Sunday, 28 June 2015

CRIMEA


Crimea, a peninsula on the northern shore of the Black Sea. Although only a small piece of land all along in history it became a very important point because it is the entry to the Black Sea.

It was first colonised by the Greeks in the 6th century BC. 

In the 1st century AD the Crimean people became a Roman protectorate.

Tribes from the north and the east invaded Crimea as they swooped down. Ostrogoths, Huns and other tribes went across until Byzantine partially controlled it from the 6th to the 12th century.

During the 13th century it was overrun by Mongolians.

In the late 15th century Tatar khanate became part of the Ottoman Empire

Russia Empire annexed the Crimea in 1783 till 1914 as Crimea Autonomous Soviet Republic.  It was dissolved in 1945 and Crimea became an oblast of the RSSR from 1945 to 1954 and then a part of the Ukraine SSR from 1954 till 1991 it became two territories – Autonomous Republic of Crimea and Sevastopol City within the Ukraine

In 2014 independence was declared and a referendum of whether to join Russia was held while the peninsular was occupied by Russian soldiers.  After the Crimea's majority voted to be annexed to Russia it was again split into two federal subjects – Republic of Crimea and federal city of Sevastopol.

USA and its Allies do not accept the vote and stated it is illegal and ever since the trouble started and thousands have to die or severely injured again.

G8 expelled Russia temporarily and started sanction against the country which is of no benefit to both sites.

Crimean War

From 1854 to 1956 the war was fought between Russia and the combined forces of Turkey, Britain, France and Piedmont.  The war broke out because Russia was not able to get equal rights from France in a dispute over the Palestinian holy places and occupied part of the Ottoman Empire.

A conference was held to stop Russian expansion in the Black Sea area and to protect trade routes; Turkey’s allies demanded to appease Russia. However, Turkey refused and declared was on Russia in October 1853.

In November the Russians destroyed the Turkish fleet at Sinope on the Black Sea. This action forced Britain and France to enter the war in March 1854.

Austria remains neutral but it mobilised its army whereby Russia was forced to evacuate Wallachia and Moldavia.

The Allied force, under Lord Raglan, entered Crimea in August 1854. It was ill-prepared and despite suffering heavily of cholera it defeated the Russia Army at the battle of the Alma River on 20 September 1954.  It laid siege to the armed fort of Sevastopol.

Russia attempted several time to break the siege but was beaten back by the British defence of the Inkerman ridge. The Tsar’s forces had to retreat after a bloody battle.

A winter of siege warfare followed the next Anglo-Russian confronting at the Battle of Balaklava, the place were the historical Light Brigade charged.

The Allied armies lacked of fuel, clothing and supplies and therefore suffered of a heavy death toll. The British public criticism was high after ‘The Times’ reported it by W.H. Russell, the first war correspondence to use the telegraph to transmit his report.

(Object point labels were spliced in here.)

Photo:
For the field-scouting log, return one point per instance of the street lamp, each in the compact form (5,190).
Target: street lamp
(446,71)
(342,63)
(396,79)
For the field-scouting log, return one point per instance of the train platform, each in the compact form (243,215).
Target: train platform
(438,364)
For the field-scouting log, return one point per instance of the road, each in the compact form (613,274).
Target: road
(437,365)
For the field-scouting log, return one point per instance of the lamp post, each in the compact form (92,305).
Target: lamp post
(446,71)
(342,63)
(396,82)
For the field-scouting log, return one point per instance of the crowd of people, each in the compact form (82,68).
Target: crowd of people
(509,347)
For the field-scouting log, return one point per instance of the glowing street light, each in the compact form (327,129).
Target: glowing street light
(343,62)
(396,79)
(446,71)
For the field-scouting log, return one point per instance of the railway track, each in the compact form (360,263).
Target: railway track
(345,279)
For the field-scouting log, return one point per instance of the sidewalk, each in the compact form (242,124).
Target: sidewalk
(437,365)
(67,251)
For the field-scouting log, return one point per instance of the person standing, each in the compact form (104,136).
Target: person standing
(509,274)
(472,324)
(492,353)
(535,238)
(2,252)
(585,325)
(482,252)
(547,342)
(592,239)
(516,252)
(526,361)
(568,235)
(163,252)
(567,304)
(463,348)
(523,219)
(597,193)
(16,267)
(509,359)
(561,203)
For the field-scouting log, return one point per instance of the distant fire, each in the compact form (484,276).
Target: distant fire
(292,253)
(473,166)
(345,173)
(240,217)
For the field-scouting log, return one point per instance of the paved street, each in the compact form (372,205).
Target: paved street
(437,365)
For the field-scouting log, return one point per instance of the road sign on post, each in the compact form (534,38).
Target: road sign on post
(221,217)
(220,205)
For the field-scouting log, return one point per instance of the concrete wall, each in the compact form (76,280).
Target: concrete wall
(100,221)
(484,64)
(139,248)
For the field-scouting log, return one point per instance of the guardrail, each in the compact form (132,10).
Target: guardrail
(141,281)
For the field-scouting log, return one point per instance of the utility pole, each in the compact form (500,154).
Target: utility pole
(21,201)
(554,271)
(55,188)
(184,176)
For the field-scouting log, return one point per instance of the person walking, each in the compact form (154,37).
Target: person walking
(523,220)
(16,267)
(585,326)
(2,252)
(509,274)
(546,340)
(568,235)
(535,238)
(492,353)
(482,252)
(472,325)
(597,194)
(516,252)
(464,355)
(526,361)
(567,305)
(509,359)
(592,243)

Florence Nightingale asked for permission to travel to Crimea. Her introduction of hygiene and various other new methods finally reduced the mortality in hospital among the Allied wounded form 42 per cent to 2 per cent. She turned the whole nursing completely around and made it to what it is today.

When Sevastopol fell, Alexander II, the new Russian Tsar began a peace process which was formally accepted at the Congress of Paris in 1856.